For the gameplay, I cut in as many recognizably puzzle-y looking devices into the opening as possible to make the game genre clear. I think devices, dials, and symbols are familiar visual language for "Puzzle game." Part of the reason I did this was because I knew the opening was very cutscene and exposition heavy; these gameplay clips were my way of placating the people who want to see gameplay as soon as possible. My hope is the people who understood what they see will stick around for more.
For most of the gameplay I didn't show the inventory, but there are some situations where camera moves prevented me from hiding it, but I think it's okay to have in a few spots to further illustrate what you do in the game. Escape room games don't have constantly moving things on screen like in other games, so I wanted to show interaction and movement as much as possible whether it was levers, keys being dragged into holes or camera moves.

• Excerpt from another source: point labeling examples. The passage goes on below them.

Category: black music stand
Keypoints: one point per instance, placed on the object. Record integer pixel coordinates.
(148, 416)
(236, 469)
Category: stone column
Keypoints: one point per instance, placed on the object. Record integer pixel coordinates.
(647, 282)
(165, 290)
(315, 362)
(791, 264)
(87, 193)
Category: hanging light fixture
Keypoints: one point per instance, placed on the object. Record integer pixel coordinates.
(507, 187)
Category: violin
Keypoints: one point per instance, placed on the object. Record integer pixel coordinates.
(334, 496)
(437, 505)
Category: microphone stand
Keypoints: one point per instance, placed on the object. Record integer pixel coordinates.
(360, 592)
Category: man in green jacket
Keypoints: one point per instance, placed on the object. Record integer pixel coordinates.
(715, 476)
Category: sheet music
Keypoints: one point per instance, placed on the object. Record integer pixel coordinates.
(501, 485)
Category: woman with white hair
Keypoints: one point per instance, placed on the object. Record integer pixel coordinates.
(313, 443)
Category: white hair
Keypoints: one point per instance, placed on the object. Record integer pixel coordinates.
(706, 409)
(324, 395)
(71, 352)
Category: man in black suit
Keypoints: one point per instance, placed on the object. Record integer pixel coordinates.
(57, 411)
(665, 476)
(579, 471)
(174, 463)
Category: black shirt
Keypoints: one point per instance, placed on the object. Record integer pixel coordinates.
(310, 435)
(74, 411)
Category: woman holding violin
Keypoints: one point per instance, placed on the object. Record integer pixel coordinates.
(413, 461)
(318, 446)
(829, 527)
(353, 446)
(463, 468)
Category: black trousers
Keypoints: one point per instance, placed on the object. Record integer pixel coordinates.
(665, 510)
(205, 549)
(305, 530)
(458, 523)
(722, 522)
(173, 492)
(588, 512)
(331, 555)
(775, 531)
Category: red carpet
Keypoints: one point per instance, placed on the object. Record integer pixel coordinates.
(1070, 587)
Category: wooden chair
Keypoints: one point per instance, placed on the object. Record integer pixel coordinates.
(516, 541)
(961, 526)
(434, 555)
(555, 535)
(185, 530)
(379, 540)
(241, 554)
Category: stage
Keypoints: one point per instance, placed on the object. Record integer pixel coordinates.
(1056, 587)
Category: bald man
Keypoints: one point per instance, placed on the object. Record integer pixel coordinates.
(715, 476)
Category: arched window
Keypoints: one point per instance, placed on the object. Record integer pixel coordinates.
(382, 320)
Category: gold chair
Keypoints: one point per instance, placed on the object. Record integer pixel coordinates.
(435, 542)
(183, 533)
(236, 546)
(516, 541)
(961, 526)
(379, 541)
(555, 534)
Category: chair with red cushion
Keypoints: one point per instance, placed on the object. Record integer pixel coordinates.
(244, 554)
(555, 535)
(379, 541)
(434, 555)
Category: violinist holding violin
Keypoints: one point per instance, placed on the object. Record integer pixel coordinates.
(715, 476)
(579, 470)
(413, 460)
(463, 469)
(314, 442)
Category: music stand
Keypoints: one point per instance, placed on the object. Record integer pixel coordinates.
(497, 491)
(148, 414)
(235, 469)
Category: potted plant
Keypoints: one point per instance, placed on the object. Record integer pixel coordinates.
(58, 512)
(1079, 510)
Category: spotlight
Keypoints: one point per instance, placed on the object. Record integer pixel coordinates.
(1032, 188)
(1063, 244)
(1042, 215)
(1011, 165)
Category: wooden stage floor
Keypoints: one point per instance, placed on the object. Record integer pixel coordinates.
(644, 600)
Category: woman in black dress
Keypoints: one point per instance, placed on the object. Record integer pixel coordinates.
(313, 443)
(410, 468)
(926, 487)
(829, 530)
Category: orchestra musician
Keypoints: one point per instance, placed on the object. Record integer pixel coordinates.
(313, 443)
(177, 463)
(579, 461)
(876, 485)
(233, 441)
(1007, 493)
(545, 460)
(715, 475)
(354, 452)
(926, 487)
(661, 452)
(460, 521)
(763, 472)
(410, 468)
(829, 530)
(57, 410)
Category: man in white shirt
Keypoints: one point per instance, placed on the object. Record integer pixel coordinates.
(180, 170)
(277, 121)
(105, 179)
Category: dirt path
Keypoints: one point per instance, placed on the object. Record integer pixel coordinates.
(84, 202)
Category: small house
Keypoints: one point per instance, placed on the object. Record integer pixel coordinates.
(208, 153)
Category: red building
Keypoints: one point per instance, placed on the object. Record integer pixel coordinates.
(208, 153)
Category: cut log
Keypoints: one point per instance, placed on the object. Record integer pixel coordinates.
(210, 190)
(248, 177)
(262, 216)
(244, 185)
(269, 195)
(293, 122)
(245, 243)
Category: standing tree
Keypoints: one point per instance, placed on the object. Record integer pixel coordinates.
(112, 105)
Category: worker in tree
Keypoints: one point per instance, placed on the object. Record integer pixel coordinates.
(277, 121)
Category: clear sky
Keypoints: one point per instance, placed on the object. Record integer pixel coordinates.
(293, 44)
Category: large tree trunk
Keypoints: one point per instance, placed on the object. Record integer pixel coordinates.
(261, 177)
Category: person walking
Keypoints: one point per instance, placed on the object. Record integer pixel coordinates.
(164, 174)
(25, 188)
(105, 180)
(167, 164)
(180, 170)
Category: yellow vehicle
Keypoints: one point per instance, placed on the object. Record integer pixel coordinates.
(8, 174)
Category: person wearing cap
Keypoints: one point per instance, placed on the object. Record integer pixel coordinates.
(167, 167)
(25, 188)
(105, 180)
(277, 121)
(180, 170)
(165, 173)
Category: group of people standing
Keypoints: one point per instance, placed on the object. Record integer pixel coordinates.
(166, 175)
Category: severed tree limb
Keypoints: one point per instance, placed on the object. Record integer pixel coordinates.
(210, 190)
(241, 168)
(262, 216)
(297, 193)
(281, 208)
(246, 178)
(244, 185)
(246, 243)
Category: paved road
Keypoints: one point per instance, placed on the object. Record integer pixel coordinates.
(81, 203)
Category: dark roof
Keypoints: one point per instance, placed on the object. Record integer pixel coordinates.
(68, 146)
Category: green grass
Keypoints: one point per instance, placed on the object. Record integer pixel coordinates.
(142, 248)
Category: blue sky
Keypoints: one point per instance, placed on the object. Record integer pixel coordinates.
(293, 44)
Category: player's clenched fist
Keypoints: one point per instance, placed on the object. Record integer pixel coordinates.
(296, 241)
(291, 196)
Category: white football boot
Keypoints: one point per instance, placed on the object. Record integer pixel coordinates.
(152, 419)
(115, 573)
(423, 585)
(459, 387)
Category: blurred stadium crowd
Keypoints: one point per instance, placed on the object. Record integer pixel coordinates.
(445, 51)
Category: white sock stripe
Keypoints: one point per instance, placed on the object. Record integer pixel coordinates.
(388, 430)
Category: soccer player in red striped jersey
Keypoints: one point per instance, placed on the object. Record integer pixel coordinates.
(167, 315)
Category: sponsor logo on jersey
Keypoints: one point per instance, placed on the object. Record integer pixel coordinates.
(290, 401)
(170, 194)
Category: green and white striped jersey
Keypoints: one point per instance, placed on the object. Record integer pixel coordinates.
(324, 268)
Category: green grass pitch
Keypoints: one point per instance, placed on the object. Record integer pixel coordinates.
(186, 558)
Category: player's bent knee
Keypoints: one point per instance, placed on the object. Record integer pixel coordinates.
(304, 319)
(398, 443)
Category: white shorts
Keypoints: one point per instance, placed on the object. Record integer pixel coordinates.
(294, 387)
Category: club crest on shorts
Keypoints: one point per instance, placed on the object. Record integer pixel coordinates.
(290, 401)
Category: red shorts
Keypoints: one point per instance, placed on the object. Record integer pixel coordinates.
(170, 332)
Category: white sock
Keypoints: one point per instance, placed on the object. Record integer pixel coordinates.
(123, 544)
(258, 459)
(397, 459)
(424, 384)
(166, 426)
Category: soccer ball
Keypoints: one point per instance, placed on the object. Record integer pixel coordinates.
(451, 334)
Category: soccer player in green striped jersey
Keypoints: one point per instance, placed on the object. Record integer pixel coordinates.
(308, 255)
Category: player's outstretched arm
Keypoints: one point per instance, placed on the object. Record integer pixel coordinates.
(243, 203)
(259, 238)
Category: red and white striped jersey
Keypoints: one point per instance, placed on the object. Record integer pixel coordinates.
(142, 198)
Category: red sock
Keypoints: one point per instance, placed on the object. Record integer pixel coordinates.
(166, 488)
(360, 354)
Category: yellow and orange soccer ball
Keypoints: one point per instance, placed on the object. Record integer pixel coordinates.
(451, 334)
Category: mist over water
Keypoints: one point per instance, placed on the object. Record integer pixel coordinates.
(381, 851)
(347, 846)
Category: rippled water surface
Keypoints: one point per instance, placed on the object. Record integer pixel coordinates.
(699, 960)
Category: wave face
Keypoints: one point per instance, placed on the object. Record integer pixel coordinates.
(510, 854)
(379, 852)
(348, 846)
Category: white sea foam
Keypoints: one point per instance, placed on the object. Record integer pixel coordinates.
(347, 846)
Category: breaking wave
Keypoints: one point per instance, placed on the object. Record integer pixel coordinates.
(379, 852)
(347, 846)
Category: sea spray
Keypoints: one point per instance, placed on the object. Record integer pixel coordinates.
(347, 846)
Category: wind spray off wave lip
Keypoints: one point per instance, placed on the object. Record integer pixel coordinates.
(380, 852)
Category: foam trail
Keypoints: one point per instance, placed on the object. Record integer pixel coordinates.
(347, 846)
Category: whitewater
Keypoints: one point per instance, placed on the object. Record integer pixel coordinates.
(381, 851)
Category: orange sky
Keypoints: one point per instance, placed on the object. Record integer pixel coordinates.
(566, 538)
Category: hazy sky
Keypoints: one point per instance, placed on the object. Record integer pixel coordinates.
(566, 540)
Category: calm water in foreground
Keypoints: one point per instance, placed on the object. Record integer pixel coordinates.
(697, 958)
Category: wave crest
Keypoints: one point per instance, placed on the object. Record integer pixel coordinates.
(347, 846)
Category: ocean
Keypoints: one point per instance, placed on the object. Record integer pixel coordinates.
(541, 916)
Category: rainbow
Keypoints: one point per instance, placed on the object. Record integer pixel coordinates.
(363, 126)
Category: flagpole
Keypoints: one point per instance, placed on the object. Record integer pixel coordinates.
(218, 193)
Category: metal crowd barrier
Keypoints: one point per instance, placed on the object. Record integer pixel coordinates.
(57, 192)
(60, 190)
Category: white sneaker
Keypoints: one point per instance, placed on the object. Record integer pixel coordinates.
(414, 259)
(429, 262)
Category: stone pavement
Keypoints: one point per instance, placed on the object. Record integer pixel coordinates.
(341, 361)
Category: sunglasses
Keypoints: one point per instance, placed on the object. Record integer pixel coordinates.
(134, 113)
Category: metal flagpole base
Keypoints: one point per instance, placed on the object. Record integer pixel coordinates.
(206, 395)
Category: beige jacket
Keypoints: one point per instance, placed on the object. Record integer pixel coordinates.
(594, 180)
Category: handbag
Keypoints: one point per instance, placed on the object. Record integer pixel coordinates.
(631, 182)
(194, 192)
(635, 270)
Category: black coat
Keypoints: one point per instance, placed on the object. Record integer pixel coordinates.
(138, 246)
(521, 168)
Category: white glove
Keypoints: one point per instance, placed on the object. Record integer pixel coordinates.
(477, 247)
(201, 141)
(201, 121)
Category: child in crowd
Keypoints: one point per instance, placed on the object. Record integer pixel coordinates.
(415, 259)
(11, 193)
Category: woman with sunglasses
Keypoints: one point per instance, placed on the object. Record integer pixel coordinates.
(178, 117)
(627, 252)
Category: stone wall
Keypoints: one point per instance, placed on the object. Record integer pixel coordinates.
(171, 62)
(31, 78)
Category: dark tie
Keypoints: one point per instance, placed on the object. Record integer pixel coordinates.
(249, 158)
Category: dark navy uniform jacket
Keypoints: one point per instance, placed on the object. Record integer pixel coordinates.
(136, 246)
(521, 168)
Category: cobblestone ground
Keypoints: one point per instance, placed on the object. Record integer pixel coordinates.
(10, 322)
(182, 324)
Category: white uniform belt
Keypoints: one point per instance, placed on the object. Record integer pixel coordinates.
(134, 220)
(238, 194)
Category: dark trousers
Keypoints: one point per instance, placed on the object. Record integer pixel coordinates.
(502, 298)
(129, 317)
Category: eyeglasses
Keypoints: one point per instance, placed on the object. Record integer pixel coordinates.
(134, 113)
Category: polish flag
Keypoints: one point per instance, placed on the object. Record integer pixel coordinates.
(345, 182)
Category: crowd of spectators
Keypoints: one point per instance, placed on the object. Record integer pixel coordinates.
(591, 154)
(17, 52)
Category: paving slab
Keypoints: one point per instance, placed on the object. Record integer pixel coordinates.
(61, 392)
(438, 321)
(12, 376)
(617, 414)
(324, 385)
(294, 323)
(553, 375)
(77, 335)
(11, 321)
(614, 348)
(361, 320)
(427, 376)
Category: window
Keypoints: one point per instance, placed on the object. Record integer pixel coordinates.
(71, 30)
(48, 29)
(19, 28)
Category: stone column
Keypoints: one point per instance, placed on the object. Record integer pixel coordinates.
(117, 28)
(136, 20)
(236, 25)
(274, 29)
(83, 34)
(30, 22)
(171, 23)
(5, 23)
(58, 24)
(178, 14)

My other concern was to avoid puzzle solution spoilers. There are some clues and items that could be construed as solutions, so I had to find the balance between showing an interaction without revealing the answers. So for example, at 0:48 I show a grid of buttons, but pressed random ones instead of the solution buttons. I wanted to show buttons being pressed and things unlocking to get that game loop idea into the audience's head. In a few cases I showed the result of a partial solution as a tease to the audience. For example, one out of four locks opening on a big red button. Hopefully they'll see those and think: "I have to find out what happens when you open the whole thing!!!"
For debug options, I had the ability to hide the pause button, inventory and on screen interaction animations (there was a little circle that popped up where you touched the screen). There was also a mode to unlock all the doors, fill the inventory, and also a button to automatically solve the puzzle of the current screen.
I really like how this trailer came out. The art, sound and music made it a very pleasant editing experience. I also enjoyed adding in some of my own foley which let me scratch my sound designer itch. The game is coming to consoles in 2019, as well as the final chapter; I can't wait to finish the game!